Opposition to postal banking
Industry trade groups have spoken out against efforts to revive postal banking in the past.
The ABA, the CBA, the Credit Union National Association and The Clearing House urged officials in a May paper to find alternatives to postal banking that include low- and moderate-income consumers. The groups argued that the driver licenses or passports necessary to use such services may be expensive for some demographics.
In August 2020, NAFCU also pushed back on efforts by the nation’s largest bank, JPMorgan Chase, to lease space for the bank’s ATMs in post offices.
"Allowing Wall Street mega banks free [rein] to solicit customers from community post offices would amount to nothing more than a power grab aimed at bolstering profits," Berger said in a statement in response to reports that the New York City-based bank had held preliminary discussions with the USPS.
Longtime advocates for postal banking include lawmakers Sen.
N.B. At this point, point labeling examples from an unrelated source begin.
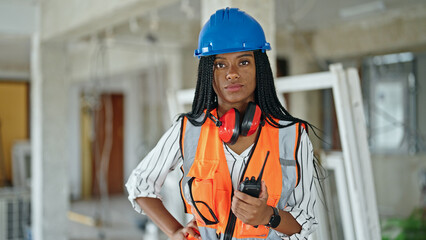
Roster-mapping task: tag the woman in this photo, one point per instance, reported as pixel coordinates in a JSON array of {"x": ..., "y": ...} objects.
[{"x": 237, "y": 129}]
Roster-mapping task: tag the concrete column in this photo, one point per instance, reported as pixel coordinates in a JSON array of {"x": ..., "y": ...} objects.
[
  {"x": 305, "y": 105},
  {"x": 49, "y": 138},
  {"x": 262, "y": 11}
]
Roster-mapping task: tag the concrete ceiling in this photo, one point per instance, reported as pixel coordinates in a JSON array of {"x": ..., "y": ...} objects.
[{"x": 301, "y": 15}]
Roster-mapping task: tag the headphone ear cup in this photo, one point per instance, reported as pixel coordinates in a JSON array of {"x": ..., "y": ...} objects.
[
  {"x": 251, "y": 119},
  {"x": 230, "y": 128}
]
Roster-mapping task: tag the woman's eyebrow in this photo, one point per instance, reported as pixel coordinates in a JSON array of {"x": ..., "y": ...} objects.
[
  {"x": 239, "y": 56},
  {"x": 245, "y": 55}
]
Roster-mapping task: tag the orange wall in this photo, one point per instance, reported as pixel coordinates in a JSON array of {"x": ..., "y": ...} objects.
[{"x": 13, "y": 120}]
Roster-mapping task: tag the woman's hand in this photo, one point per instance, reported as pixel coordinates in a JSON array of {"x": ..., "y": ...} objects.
[
  {"x": 190, "y": 231},
  {"x": 251, "y": 210}
]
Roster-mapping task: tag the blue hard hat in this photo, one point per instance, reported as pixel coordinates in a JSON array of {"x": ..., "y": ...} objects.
[{"x": 230, "y": 30}]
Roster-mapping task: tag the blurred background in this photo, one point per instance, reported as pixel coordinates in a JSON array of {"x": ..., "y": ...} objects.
[{"x": 83, "y": 98}]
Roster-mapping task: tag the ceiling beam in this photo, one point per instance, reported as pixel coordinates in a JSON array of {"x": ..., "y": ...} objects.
[
  {"x": 17, "y": 17},
  {"x": 73, "y": 19}
]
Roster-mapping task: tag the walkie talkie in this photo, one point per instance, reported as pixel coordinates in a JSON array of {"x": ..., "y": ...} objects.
[{"x": 252, "y": 186}]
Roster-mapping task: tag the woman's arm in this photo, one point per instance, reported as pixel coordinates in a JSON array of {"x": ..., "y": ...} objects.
[
  {"x": 298, "y": 218},
  {"x": 154, "y": 208}
]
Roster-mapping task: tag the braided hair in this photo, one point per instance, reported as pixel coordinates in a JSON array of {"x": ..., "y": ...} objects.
[{"x": 265, "y": 93}]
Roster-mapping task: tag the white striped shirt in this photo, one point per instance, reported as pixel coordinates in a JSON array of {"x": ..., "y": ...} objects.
[{"x": 148, "y": 177}]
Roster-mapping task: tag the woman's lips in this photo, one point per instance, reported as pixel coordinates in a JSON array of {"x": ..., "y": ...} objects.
[{"x": 233, "y": 87}]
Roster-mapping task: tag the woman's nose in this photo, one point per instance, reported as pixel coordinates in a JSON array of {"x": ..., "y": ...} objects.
[{"x": 232, "y": 74}]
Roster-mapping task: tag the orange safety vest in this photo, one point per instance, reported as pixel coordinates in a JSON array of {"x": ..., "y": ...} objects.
[{"x": 206, "y": 185}]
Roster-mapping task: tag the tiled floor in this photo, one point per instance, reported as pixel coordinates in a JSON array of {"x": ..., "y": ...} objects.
[{"x": 121, "y": 224}]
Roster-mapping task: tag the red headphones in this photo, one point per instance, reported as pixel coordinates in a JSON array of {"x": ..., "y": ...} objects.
[{"x": 229, "y": 124}]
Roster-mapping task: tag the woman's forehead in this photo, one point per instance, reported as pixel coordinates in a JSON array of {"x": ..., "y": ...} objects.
[{"x": 235, "y": 55}]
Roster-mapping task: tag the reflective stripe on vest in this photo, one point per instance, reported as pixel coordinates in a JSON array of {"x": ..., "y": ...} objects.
[{"x": 206, "y": 184}]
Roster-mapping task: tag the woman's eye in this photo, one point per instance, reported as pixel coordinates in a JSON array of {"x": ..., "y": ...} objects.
[
  {"x": 245, "y": 62},
  {"x": 220, "y": 65}
]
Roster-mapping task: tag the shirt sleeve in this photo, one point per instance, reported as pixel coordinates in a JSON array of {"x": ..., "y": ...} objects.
[
  {"x": 301, "y": 203},
  {"x": 148, "y": 177}
]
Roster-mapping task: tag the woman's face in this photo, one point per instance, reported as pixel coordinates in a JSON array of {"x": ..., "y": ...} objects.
[{"x": 234, "y": 78}]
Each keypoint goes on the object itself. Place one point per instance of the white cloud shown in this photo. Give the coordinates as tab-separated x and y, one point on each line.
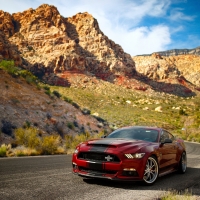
142	40
178	15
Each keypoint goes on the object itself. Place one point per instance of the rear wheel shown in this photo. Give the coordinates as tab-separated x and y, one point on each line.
183	163
151	171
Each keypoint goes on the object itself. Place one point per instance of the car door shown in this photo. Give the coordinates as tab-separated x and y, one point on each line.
167	152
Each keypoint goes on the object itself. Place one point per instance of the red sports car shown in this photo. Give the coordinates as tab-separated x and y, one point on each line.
131	153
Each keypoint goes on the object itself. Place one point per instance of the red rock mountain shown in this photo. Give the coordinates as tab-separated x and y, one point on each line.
57	49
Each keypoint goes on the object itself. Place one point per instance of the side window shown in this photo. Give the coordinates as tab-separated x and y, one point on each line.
164	135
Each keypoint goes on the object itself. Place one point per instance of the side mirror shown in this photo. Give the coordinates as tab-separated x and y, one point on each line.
167	140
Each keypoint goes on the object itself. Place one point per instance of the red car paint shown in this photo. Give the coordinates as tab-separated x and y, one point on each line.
106	157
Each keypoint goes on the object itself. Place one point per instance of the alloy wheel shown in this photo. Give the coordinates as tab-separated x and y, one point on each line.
151	171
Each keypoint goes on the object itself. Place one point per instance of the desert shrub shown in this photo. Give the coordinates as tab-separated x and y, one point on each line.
9	66
27	137
86	111
68	100
182	112
75	105
48	92
50	144
57	94
27	124
70	125
3	149
6	127
46	87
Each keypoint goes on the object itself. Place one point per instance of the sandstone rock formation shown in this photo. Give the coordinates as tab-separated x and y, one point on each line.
159	67
50	43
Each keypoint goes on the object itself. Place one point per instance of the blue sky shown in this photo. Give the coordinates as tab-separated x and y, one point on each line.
139	26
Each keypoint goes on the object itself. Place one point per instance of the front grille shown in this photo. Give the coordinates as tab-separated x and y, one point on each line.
97	172
103	157
130	173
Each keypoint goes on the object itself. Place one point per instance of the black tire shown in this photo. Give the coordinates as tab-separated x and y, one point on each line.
183	163
151	171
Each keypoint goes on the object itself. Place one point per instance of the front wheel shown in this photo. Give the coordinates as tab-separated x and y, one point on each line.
151	171
183	163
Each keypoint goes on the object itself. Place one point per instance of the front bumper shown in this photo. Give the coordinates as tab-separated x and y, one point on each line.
126	169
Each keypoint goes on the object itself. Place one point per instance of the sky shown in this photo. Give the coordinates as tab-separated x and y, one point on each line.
139	26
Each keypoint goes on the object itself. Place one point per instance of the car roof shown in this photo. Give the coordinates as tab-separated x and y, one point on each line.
147	127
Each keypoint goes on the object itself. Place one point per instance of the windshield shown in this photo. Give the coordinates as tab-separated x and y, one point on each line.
146	134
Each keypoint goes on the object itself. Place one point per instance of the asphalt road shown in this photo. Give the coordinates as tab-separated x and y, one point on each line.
50	177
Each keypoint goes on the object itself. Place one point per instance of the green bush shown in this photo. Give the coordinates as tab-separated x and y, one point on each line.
9	66
68	100
49	144
46	87
3	149
70	125
56	93
27	137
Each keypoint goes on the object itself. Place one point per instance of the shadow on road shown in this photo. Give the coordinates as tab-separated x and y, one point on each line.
173	181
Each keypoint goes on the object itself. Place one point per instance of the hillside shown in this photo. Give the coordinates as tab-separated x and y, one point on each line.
52	46
74	58
25	104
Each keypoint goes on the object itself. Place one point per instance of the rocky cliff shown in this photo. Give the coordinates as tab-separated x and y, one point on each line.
159	67
57	49
50	43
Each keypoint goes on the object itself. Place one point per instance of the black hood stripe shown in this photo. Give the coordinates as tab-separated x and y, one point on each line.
101	145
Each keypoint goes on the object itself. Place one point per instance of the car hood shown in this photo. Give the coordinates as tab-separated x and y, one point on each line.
115	145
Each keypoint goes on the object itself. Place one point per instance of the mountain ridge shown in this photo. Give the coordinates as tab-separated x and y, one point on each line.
56	49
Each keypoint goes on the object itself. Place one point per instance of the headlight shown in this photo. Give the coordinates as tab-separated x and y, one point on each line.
135	155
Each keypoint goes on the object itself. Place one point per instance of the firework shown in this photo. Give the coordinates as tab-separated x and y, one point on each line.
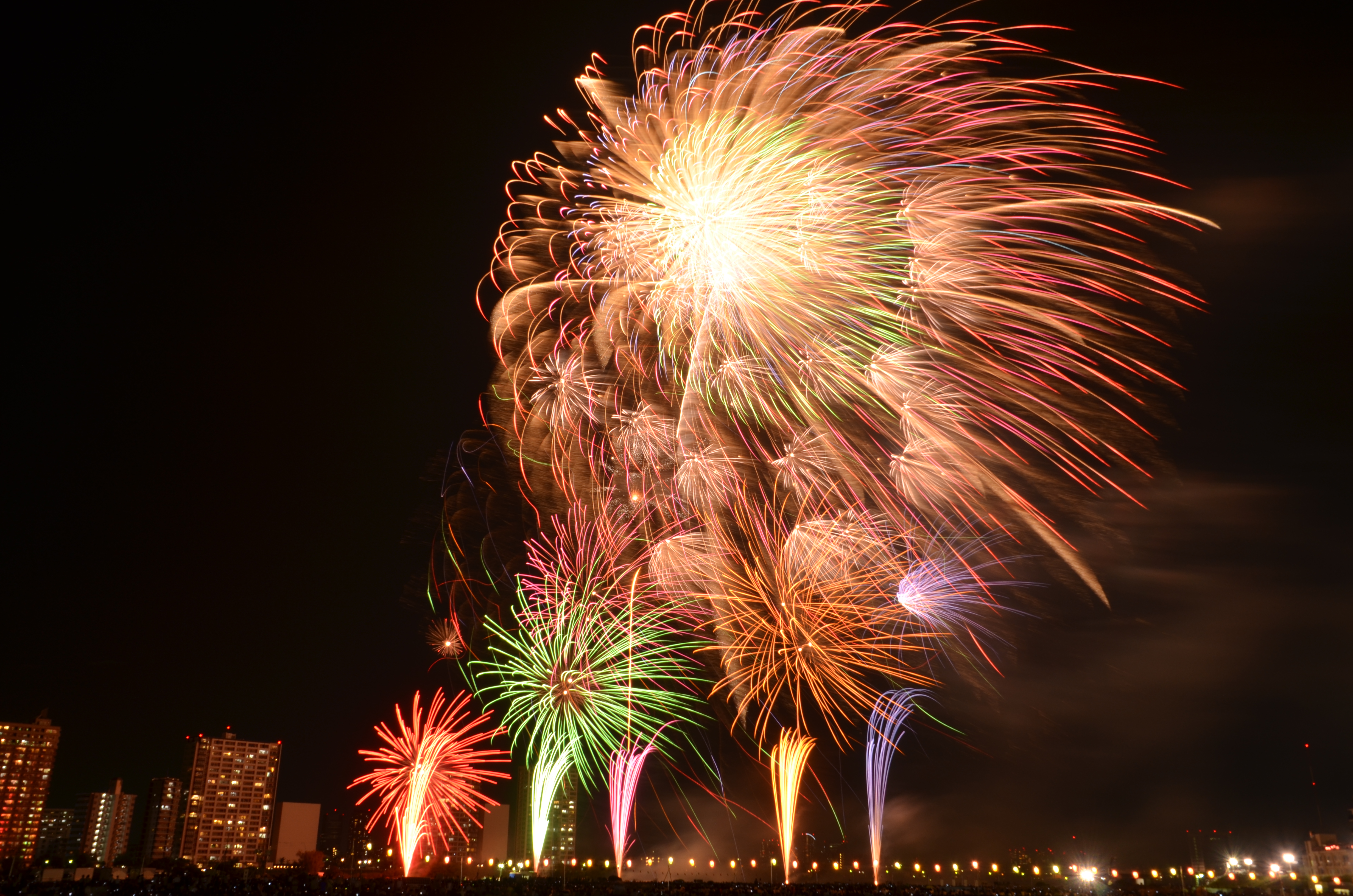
784	319
551	767
594	662
788	761
431	771
626	765
885	729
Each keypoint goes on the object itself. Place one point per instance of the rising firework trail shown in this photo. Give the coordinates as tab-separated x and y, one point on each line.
795	309
788	761
885	729
626	765
431	771
793	332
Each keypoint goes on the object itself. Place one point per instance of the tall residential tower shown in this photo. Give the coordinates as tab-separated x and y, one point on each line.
232	798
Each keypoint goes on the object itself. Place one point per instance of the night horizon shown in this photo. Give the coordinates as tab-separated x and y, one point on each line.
254	247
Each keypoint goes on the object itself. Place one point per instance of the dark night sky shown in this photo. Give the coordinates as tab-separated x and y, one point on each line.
244	251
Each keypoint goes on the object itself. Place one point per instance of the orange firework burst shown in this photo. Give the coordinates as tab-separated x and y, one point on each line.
788	761
431	772
785	631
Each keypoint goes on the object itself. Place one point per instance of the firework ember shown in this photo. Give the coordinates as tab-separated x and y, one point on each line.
792	334
885	727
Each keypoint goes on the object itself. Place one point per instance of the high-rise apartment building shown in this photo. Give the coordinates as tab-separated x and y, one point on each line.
28	752
55	836
160	825
232	800
103	824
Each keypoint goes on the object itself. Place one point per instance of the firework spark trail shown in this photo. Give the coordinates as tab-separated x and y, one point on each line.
885	729
432	772
788	761
779	317
551	767
626	765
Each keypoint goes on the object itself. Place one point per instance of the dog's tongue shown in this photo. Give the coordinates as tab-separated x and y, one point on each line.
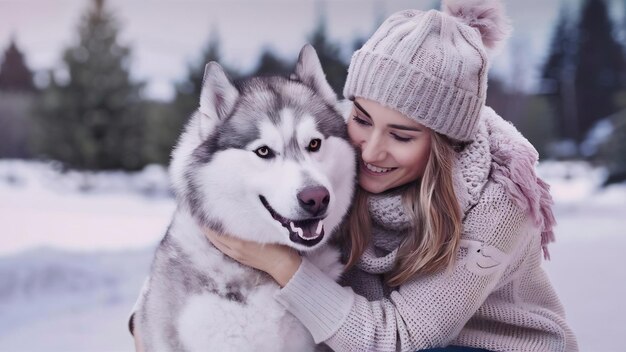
309	231
312	230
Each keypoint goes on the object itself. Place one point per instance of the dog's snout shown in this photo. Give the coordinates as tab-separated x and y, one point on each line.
314	199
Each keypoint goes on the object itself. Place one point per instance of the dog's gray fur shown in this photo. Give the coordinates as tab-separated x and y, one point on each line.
196	298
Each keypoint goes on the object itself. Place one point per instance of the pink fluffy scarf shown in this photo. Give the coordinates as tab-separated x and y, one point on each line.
500	153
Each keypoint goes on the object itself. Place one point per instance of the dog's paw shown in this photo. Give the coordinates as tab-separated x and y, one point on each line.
327	260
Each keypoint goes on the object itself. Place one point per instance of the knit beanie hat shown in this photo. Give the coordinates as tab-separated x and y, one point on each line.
431	66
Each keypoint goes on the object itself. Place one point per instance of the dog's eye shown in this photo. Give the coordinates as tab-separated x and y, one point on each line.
314	145
264	152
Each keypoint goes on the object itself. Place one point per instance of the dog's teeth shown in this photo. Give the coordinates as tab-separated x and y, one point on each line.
320	226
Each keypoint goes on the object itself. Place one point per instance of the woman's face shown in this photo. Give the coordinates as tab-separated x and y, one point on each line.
393	149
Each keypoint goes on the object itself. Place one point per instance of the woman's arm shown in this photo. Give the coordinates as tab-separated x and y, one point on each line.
427	311
281	262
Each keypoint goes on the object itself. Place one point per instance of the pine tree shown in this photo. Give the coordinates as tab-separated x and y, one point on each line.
272	65
167	121
15	76
94	120
330	57
599	66
558	77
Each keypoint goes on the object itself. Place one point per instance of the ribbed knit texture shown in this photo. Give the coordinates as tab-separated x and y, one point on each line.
495	297
428	66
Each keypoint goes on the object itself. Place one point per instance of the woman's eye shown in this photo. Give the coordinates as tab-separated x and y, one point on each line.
264	152
314	145
401	139
360	121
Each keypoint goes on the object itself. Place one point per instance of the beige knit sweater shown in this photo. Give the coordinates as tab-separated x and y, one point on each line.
495	297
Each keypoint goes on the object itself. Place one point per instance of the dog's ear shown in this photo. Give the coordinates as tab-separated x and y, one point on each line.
309	71
218	95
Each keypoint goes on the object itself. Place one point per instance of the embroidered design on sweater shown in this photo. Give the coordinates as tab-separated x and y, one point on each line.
482	259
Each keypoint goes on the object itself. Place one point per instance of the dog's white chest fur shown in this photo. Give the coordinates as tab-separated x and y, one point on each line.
208	322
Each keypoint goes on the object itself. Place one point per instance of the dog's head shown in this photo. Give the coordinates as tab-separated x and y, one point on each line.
267	160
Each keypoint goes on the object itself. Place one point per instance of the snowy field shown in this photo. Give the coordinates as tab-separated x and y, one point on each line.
75	248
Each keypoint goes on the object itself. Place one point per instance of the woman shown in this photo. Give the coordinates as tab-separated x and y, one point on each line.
444	240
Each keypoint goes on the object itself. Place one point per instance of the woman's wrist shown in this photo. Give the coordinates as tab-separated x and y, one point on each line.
283	269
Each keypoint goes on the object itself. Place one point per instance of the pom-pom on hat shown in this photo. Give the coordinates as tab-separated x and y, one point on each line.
432	66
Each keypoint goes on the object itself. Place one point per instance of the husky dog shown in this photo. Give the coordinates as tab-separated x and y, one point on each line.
269	161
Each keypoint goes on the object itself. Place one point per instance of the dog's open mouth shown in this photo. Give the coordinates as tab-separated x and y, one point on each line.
308	232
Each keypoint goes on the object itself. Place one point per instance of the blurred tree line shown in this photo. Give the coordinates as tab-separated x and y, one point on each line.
94	117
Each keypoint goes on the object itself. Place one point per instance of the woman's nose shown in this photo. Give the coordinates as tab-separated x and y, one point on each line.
373	149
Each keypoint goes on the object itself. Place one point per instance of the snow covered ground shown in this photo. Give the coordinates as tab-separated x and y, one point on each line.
75	247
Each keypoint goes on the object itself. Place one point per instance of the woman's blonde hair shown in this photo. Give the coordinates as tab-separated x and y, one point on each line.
431	204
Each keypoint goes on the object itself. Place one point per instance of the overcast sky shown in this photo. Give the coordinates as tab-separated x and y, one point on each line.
167	35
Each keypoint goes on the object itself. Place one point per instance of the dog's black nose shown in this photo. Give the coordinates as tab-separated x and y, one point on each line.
314	199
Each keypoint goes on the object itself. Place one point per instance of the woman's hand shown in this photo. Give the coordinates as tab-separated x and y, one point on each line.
281	262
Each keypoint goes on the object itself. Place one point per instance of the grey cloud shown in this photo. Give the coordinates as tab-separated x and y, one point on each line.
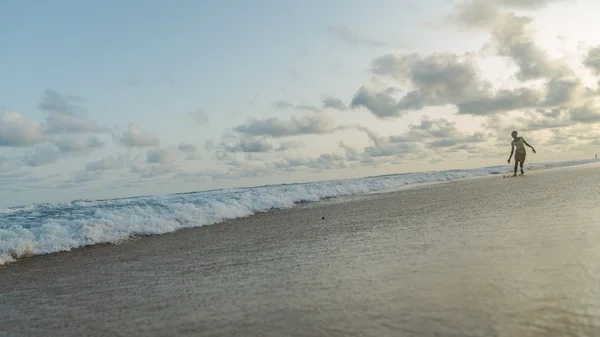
136	137
5	164
107	163
530	4
488	13
437	79
511	36
476	13
382	104
513	40
351	154
78	144
351	37
288	145
190	150
249	144
563	91
187	148
54	102
317	123
42	155
283	105
209	145
586	114
504	100
199	116
18	131
65	124
153	170
333	103
320	163
592	60
163	156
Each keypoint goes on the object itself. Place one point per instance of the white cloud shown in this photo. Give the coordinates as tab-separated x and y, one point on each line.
136	137
18	131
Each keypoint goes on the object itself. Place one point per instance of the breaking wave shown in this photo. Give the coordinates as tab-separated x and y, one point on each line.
48	228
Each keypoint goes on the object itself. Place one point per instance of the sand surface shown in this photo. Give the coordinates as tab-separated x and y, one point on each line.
479	257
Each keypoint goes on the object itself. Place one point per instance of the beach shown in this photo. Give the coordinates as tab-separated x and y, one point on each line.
475	257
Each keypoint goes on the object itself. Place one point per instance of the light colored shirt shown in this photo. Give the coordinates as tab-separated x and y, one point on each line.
519	143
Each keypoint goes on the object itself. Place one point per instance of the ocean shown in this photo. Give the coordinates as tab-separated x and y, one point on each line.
49	228
391	256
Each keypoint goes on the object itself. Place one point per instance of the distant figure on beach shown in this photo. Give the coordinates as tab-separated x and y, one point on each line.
520	154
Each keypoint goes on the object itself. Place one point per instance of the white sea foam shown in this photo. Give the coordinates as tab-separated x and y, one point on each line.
47	228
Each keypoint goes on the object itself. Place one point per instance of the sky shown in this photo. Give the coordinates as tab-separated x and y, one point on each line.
112	99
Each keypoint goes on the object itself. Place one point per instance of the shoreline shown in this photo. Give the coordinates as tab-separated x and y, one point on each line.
460	258
298	205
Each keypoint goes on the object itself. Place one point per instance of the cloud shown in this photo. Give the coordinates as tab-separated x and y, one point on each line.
54	102
166	155
136	137
512	39
317	123
199	116
42	155
529	4
152	171
283	105
18	131
333	103
586	114
437	79
504	100
488	13
353	38
321	163
63	124
5	164
592	60
248	144
190	150
78	144
511	36
475	13
107	163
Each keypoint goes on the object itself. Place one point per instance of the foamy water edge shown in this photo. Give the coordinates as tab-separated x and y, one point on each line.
49	228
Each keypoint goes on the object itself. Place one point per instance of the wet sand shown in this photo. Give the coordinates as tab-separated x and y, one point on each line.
478	257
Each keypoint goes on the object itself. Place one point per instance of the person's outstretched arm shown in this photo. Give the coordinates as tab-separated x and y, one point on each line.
532	149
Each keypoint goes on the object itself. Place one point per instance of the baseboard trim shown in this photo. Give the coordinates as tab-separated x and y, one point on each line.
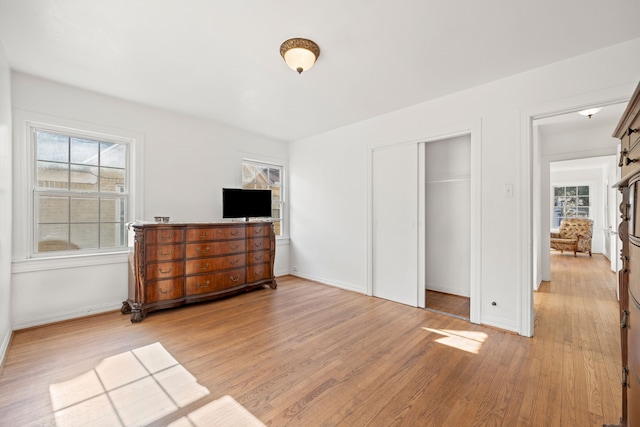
4	347
66	315
498	322
342	285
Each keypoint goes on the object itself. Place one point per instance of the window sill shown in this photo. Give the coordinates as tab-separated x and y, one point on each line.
68	261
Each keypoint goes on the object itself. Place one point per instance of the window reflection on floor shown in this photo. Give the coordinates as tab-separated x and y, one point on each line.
468	341
133	388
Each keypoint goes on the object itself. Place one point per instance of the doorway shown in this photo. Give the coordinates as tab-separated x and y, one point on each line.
448	225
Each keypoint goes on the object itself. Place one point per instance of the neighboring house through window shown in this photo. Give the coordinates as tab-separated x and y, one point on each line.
81	192
570	202
267	176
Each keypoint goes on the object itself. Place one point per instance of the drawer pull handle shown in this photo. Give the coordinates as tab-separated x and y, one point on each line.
206	284
623	154
623	322
625	260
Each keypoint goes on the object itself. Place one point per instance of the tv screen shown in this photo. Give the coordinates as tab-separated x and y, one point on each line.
242	203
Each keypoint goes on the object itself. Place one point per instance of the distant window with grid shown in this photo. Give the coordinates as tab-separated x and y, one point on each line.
268	177
80	194
570	202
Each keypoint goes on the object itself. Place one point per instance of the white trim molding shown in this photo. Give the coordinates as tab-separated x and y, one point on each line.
524	214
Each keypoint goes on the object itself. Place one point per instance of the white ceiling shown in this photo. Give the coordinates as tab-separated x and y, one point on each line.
220	59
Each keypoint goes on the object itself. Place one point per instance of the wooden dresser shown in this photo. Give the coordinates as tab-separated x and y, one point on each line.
628	131
176	264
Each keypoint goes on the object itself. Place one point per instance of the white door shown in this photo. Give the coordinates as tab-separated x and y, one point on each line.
395	223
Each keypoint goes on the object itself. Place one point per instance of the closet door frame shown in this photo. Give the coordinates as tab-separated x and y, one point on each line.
474	129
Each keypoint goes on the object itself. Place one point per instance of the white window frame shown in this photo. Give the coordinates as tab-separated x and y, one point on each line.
25	257
282	190
565	186
76	194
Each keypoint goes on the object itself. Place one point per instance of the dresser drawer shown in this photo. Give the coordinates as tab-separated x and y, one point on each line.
217	233
631	143
163	235
258	257
198	250
259	244
215	282
261	230
258	272
205	265
165	270
164	252
164	290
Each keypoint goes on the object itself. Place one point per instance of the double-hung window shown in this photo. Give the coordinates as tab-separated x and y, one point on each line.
570	202
270	177
81	192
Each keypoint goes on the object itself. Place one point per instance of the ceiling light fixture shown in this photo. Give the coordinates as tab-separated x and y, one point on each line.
590	112
299	54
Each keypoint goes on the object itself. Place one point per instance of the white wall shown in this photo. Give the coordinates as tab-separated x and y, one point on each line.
330	179
5	203
186	162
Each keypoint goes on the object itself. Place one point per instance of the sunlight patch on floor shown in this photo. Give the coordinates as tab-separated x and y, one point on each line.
133	388
224	412
468	341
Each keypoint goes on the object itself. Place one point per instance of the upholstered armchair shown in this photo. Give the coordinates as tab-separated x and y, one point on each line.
574	235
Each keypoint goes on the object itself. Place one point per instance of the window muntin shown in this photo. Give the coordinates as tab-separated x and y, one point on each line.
81	193
256	175
570	202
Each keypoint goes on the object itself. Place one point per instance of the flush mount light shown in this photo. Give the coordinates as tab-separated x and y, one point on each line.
299	54
589	112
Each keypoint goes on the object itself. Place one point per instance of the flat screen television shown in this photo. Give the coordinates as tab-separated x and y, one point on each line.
245	203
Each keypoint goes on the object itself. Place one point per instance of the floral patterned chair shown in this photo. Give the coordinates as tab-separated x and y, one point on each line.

Kirsten Gillibrand, D-NY, who introduced the Postal Banking Act in 2008, and has repeatedly argued for post offices to offer expanded financial services, and Sen. Sherrod Brown, D-OH, who last year introduced a bill that would require banks to maintain "digital dollar wallets" so unbanked consumers could access stimulus payments.
The bill would have let consumers set up "FedAccounts" at local banks and post offices. A 2020 appropriations bill passed by the House included an amendment to allocate $2 million for a postal banking trial program.